Look, I am sorry – I know that few of you have much interest in the European Union. But someone has got to take an interest and that someone is me and it’ about time you shared in the experience. I will try to make it relevant so stop turning the pages, looking for Out of Context.
The reason for bringing the subject up is that a lot of regulatory change starts in Brussels and then gets implemented here by the FSA. Many of the papers coming out of Canary Wharf in the next few months will owe their origin to some piece of EU co-ordination.
This is all in the cause of the Financial Services Action Plan (surely you downloaded the simple guide from the FSA website – you know you meant to).
The great plan is to create a single EU financial services market by 2006. The eggs which need to be broken to make that omelette involve the removal of regulatory barriers and the creation of some sort of equivalence across regulatory regimes.
Take the distance marketing directive which covers “remote sales” of financial products. Clearly, if an adviser in Greece phones a consumer in Manchester, he or she should get the same information as if the adviser was in Chester.
Then the fun starts – the FSA issues a consultation paper (CP196 for those of you who collect train numbers). This asks us to define what a distance communication is.
Should we apply a literal simultaneous physical presence test, a meaningful simultaneous physical presence test, or a face-to-face test? Answers on a postcard, please. Correspondence cannot be entered into. I last answered questions like this when I was studying philosophy.
But what is the point of tying ourselves up in these knots? I do not buy the commonly expressed view that only the UK authorities take the implementation of EU directives seriously and we all suffer the consequences. My colleagues in other EU trade bodies certainly do not feel that way.
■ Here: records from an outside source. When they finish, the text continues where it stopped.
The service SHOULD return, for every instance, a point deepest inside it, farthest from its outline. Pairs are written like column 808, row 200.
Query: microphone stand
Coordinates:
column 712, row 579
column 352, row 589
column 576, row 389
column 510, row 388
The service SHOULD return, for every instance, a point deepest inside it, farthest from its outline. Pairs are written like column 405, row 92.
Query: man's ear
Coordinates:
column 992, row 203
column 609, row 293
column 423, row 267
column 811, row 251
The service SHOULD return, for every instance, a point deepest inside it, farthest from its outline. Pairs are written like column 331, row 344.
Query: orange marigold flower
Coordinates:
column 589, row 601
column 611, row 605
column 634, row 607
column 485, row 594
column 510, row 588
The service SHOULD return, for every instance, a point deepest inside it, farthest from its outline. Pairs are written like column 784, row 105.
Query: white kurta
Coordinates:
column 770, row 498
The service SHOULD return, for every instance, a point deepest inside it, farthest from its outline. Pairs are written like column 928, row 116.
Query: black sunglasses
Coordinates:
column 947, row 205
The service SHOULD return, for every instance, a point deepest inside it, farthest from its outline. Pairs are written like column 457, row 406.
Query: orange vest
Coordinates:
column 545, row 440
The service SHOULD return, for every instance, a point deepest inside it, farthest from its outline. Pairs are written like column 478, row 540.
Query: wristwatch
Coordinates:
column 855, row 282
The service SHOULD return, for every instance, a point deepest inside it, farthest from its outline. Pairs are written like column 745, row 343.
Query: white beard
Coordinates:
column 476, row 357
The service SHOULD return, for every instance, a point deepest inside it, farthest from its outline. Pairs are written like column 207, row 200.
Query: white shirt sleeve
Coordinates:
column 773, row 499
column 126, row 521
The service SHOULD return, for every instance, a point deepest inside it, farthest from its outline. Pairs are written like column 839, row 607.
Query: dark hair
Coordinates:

Where I think the UK needs to revise its approach is in its legalistic interpretation of what a directive requires of us. I know how directives are drawn up – the discussions are broad brush, high level, to do with outcomes not detailed wording. UK lawyers do not accept that concept, pragmatism goes out of the window and pedantic interpretations which ignore the purpose of the directive fly in.
Well, I am on pedant watch and I will be doing my level best to reverse this trend which imposes the costs of change on you to the benefit of no one.
I have another campaign. I can buy the idea of a single wholesale market in financial services. I cannot see a retail market emerging. The reason your clients are not poached by brokers based in Nice has more to do with culture than regulatory barriers so there is little point in changing retail rules in the vague hope that this will change consumer behaviour. Regulators must focus on the markets where barriers do make the prime difference.
Nearer home, may I welcome the Skills Council (or David Jackman wearing another hat). The architecture of the examination review looks on the right track. I think this could give you all a chance to develop new entrants to your businesses and give the next generation of advisers something to aim for.